### Spotify Initial Data Collection ###

This code takes advantage of Spotipy, a package which allows one to use Spotify's API, to gather track-level data maintained by Spotify. It produces a dataset with information on each of the top 50 most popular songs on Spotify in America in 2017, as measured by Spotify and released to the public via an [ordered playlist](https://open.spotify.com/user/spotify/playlist/37i9dQZF1DX7Axsg3uaDZb?si=Yf6l20lBTWu9BzquG35UKg) at the end of the year.

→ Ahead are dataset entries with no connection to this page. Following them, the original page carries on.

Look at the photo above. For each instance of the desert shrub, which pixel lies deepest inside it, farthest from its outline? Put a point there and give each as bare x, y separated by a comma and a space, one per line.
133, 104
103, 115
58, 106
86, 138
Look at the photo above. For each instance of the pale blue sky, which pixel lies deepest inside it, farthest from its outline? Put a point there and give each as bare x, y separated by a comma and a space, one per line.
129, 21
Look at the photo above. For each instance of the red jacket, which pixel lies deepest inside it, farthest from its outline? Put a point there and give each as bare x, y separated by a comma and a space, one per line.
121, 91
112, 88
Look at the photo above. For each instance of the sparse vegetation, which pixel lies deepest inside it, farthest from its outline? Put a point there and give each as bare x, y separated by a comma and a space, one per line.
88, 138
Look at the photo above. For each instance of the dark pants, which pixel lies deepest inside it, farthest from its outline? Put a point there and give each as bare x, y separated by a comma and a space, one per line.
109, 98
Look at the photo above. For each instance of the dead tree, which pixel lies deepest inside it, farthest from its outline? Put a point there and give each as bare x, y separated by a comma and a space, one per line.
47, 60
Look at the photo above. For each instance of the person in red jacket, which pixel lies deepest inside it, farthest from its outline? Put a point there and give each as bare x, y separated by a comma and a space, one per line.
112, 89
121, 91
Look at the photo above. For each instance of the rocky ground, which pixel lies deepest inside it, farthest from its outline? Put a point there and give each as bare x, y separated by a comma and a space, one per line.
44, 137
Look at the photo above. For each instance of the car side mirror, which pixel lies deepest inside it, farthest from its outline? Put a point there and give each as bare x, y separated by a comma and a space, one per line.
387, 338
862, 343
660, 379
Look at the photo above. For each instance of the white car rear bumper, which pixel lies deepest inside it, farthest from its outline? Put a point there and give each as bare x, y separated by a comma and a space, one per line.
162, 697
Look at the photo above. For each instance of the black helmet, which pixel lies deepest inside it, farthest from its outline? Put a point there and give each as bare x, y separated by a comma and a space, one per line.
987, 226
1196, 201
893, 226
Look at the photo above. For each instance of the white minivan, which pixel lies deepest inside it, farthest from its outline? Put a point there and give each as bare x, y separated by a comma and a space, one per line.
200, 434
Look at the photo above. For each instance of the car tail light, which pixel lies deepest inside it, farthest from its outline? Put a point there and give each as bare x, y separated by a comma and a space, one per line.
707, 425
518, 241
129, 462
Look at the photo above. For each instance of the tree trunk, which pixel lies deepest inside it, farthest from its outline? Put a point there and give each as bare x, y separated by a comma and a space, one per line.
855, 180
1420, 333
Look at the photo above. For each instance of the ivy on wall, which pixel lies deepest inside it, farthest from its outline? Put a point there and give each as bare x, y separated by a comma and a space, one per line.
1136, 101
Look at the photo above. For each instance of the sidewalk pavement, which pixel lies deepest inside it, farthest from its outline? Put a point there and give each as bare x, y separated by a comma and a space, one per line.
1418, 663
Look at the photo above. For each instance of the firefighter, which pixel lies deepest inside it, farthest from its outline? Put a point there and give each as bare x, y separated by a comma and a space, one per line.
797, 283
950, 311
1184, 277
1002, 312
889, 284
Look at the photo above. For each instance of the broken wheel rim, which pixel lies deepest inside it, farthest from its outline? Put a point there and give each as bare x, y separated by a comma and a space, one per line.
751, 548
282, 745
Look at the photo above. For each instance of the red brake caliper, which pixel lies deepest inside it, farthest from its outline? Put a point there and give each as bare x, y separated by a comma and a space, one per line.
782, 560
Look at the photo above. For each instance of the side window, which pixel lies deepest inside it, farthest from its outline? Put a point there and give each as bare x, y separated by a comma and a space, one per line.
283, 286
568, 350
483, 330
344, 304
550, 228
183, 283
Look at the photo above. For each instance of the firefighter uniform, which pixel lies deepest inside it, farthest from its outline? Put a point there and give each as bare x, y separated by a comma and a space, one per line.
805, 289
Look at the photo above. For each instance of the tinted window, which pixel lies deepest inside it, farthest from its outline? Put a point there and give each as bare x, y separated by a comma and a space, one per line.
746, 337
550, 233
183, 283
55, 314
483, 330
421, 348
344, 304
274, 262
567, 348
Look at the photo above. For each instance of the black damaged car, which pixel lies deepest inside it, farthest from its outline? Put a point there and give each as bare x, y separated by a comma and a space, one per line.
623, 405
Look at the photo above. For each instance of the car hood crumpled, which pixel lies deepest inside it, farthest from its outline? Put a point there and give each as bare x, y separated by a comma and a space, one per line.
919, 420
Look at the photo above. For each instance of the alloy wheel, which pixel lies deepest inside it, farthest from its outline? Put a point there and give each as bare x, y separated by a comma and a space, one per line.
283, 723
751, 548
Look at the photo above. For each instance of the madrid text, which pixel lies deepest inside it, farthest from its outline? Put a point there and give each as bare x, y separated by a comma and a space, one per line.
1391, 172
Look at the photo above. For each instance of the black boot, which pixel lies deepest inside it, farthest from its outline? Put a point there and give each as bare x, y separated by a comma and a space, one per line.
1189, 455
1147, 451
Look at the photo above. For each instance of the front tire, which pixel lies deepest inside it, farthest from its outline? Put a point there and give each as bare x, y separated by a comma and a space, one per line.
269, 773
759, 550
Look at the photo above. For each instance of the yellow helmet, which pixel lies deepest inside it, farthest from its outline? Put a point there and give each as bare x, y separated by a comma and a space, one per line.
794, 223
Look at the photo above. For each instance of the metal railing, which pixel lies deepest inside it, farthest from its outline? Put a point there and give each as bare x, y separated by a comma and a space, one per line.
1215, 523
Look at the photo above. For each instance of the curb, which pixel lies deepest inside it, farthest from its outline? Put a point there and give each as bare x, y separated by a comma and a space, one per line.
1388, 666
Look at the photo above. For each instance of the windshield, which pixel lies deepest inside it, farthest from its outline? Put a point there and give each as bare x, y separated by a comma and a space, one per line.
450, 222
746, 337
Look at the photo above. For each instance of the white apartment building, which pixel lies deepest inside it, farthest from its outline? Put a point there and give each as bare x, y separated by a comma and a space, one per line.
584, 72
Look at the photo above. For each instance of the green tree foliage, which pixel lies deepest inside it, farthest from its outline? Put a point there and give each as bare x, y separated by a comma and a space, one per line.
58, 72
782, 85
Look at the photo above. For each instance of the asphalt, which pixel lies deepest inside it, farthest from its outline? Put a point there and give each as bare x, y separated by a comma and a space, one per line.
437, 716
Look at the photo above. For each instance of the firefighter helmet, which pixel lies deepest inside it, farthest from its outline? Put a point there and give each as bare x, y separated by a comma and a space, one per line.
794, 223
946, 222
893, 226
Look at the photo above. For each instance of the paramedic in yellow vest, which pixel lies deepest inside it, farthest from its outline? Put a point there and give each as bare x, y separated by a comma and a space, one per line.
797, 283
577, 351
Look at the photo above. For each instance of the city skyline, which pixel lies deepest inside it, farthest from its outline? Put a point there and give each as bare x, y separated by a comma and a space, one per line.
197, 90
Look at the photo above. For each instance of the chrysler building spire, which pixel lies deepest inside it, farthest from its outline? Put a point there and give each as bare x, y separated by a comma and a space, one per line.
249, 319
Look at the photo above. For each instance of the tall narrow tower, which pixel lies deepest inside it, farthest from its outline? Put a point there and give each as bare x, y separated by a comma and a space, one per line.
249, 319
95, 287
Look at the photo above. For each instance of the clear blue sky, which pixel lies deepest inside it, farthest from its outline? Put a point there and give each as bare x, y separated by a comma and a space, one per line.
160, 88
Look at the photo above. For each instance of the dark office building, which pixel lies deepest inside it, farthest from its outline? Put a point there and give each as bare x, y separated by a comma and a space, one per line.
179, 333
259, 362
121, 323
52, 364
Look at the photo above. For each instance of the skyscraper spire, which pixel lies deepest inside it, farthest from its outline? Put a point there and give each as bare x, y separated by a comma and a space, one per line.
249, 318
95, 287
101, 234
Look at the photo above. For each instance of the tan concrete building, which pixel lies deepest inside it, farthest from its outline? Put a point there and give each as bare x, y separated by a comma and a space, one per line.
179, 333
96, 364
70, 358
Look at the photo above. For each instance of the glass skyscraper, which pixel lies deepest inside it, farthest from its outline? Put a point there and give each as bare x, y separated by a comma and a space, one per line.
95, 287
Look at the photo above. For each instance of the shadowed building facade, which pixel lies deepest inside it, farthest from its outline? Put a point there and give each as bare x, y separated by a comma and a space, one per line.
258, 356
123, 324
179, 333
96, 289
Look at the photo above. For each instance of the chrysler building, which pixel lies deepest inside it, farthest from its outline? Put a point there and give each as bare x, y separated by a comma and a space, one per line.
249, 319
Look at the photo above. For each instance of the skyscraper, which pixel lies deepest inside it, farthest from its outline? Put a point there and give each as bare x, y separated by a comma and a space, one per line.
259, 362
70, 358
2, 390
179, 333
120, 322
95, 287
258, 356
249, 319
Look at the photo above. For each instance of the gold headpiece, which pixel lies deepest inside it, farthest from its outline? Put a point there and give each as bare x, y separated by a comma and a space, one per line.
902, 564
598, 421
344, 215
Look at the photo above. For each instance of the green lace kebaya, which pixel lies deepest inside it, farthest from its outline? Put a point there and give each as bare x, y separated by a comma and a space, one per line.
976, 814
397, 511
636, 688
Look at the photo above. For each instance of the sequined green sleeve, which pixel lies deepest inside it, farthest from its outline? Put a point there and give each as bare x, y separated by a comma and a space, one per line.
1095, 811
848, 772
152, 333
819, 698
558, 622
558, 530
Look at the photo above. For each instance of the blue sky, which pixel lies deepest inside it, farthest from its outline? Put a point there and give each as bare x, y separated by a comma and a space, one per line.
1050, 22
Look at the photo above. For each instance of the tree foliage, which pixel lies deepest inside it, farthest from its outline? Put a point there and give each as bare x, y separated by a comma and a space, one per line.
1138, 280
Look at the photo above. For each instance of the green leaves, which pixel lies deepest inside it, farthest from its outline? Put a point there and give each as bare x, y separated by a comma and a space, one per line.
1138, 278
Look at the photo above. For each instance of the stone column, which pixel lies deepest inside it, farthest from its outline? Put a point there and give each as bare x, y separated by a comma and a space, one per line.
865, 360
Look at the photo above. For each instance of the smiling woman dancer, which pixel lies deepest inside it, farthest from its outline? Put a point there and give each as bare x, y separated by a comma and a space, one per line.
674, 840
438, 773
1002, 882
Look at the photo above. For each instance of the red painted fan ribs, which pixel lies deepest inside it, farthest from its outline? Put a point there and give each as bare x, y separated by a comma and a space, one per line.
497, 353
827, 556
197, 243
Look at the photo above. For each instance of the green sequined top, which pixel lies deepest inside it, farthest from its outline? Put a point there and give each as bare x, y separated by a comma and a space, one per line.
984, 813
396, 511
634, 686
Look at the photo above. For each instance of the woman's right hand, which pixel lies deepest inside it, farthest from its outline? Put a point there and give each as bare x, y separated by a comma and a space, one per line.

Source: Spotify Web API, [Top Tracks of 2017: USA](https://open.spotify.com/user/spotify/playlist/37i9dQZF1DX7Axsg3uaDZb?si=Yf6l20lBTWu9BzquG35UKg)

Downloaded: 11/22/2021

Srinidhi Ramakrishna

In [1]:
# Importing packages
import spotipy
import time
import pandas as pd
from spotipy.oauth2 import SpotifyClientCredentials

In [2]:
# Locating my unique client and secret ID as a developer
cid = '9809a4a6d80942d0a6e115fde747e50e'
secret = '10ff9acc3b4e4b4b984a1be5ffa16d2a'
client_credentials_manager = SpotifyClientCredentials(client_id=cid, client_secret=secret)
sp = spotipy.Spotify(client_credentials_manager = client_credentials_manager)

In [3]:
# Collecting track IDs based on the playlist URL
def getTrackIDs(user, playlist_id):
    ids = []
    playlist = sp.user_playlist(user, playlist_id)
    for item in playlist['tracks']['items']:
        track = item['track']
        ids.append(track['id'])
    return ids

ids = getTrackIDs('spotify', '37i9dQZF1DX7Axsg3uaDZb')

In [4]:
# Collecting track features for each song
def getTrackFeatures(id):
  meta = sp.track(id)
  features = sp.audio_features(id)

  # meta
  name = meta['name']
  album = meta['album']['name']
  artist = meta['album']['artists'][0]['name']
  release_date = meta['album']['release_date']
  duration_ms = meta['duration_ms']
  popularity = meta['popularity']
  explicit = meta['explicit']
    
  # features
  acousticness = features[0]['acousticness']
  danceability = features[0]['danceability']
  energy = features[0]['energy']
  instrumentalness = features[0]['instrumentalness']
  liveness = features[0]['liveness']
  loudness = features[0]['loudness']
  speechiness = features[0]['speechiness']
  tempo = features[0]['tempo']
  time_signature = features[0]['time_signature']
  positiveness = features[0]['valence']


  track = [name, album, artist, release_date, duration_ms, popularity, danceability, acousticness, danceability, energy, instrumentalness, liveness, loudness, speechiness, tempo, time_signature, positiveness, explicit]
  return track

In [5]:
# Looping over track ids to append track-level metrics in a new row 
tracks = []
for i in range(len(ids)):
  time.sleep(.5)
  track = getTrackFeatures(ids[i])
  tracks.append(track)

In [6]:
# Creating dataset
df = pd.DataFrame(tracks, columns = ['name', 'album', 'artist', 'release_date', 'duration_ms', 'popularity', 'danceability', 'acousticness', 'danceability', 'energy', 'instrumentalness', 'liveness', 'loudness', 'speechiness', 'tempo', 'time_signature', 'positiveness', 'explicit'])
df.to_csv("../data/spotify2017raw.csv", sep = ',')